And that's where the story begins as the last cloud ever seen by man crosses the sky of the desert Earth.



I'm loving this book despite its most obvious failing. 109 pages into the total 159, there has been one - one - female character. I only half blame the author. After all, it was 1953. The western world was sexist beyond anything I can comprehend and, quite simply, Clarke wasn't writing for the audience that is me. Setting aside what I tend to refer to as the quaint sexism of early sci-fi, it's a beautiful illustration of a future too big and broad to be real to our minds, but at the same time too familiar to the themes facing the world today to be comfortable. We are back sliding rather badly here in the US, de-evolving right before our very eyes. We need an Alvin to shake things up.



I'm looking forward to seeing where the story goes and where it ends.

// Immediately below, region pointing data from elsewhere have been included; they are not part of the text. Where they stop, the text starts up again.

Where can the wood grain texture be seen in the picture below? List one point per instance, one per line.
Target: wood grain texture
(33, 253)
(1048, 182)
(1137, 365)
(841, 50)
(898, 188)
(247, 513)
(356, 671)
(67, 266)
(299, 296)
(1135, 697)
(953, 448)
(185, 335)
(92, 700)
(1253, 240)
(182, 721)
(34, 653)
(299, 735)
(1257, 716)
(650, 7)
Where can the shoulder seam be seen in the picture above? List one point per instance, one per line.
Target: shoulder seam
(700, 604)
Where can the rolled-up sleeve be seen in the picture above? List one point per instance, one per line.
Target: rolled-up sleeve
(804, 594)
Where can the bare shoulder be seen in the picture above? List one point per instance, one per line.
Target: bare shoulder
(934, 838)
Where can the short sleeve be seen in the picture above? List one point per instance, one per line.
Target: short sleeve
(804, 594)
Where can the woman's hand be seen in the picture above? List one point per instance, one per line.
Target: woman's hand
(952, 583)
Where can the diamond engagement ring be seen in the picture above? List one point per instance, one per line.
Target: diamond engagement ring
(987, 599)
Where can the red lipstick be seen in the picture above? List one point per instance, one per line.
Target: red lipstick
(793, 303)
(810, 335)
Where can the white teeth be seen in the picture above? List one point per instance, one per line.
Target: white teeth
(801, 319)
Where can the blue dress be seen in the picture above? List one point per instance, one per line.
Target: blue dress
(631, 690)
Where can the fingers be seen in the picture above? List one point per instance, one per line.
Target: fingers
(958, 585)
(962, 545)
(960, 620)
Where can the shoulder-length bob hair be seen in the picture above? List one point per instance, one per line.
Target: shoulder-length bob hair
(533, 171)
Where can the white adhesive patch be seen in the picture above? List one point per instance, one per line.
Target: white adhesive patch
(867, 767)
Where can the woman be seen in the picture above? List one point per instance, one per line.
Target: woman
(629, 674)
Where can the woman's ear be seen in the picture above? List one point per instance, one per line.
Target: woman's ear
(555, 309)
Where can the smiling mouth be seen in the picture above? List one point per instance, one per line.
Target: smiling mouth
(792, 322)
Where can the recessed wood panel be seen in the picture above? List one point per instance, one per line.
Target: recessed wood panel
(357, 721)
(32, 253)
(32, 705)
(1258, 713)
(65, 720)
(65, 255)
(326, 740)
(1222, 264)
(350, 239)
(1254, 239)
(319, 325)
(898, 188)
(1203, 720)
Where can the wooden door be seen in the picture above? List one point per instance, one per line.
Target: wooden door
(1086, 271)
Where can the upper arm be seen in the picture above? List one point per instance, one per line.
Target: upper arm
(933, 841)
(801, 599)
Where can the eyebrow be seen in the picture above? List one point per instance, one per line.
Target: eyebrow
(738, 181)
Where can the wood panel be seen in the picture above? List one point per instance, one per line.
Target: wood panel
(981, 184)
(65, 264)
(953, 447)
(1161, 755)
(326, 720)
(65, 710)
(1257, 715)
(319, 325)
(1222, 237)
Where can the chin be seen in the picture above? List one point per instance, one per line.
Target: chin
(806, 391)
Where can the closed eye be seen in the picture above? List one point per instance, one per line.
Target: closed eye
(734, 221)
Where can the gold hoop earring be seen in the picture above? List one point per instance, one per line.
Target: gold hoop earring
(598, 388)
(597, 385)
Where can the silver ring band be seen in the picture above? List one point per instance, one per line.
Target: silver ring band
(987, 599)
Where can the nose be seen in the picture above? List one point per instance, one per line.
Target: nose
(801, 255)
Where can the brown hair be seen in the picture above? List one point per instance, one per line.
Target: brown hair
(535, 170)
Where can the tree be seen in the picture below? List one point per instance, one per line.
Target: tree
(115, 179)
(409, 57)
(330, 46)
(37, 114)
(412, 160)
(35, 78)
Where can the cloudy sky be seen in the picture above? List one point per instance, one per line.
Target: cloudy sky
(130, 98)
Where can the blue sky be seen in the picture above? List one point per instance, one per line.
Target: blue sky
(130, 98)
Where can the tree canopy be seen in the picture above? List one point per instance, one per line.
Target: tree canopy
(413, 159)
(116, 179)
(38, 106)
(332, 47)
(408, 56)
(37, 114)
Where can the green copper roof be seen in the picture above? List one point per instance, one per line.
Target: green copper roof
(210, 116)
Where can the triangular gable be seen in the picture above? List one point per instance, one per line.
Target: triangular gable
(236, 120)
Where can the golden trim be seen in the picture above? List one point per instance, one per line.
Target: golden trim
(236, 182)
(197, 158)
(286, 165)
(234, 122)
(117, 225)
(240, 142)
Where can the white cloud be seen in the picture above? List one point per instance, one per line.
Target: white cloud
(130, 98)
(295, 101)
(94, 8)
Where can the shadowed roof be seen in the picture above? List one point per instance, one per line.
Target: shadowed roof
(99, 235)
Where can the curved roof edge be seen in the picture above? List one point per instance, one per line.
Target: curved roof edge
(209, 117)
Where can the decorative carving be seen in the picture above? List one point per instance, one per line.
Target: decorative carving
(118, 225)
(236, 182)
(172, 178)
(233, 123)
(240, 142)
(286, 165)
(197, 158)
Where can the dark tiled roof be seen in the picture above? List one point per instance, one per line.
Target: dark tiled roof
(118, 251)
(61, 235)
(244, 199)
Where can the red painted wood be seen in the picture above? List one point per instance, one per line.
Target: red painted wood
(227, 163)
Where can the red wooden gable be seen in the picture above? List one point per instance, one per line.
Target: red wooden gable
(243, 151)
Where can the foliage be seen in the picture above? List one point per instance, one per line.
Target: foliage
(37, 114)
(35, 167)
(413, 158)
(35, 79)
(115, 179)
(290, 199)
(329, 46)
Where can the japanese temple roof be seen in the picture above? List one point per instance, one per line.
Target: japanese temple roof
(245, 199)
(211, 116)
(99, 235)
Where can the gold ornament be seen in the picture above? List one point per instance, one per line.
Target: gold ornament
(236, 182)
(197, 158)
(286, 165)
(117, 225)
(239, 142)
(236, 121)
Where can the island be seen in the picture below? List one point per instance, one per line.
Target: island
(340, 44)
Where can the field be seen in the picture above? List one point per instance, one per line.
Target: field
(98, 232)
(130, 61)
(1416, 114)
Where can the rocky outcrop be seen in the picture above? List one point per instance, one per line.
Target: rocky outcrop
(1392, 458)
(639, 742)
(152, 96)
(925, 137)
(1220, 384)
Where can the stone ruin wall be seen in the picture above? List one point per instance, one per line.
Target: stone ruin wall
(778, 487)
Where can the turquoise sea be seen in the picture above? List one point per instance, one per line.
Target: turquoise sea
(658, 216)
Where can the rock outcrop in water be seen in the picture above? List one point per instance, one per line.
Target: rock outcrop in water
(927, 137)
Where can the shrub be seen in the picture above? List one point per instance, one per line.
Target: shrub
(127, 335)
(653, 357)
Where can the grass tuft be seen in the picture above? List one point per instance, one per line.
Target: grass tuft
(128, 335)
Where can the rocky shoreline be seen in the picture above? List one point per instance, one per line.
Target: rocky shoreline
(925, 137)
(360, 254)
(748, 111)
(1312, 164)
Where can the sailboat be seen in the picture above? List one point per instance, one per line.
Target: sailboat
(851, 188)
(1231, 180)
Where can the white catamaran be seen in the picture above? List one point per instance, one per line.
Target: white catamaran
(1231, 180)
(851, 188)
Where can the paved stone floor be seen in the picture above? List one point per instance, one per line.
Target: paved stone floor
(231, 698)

Okay, here's that Publisher's Note I mentioned. Check this out:



"Against the Fall of Night is a novelty even in the novel field of science-fiction publishing. Published in 1953 by Gnome Press, it earned critical acclaim and reader popularity. Then, in 1956, Mr. Clarke published a completely rewritten version under the title of The City and the Stars, exercising his author's privilege to have "second thoughts" about his work. There has been no general agreement on which is the better book. Pyramid is proud to present the author's original inspiration in the form in which it first appeared."



I love that: a novelty even in the novel field of science-fiction publishing. I'm going to have to keep an eye out for a copy of The City and the Stars so I can make my own comparison.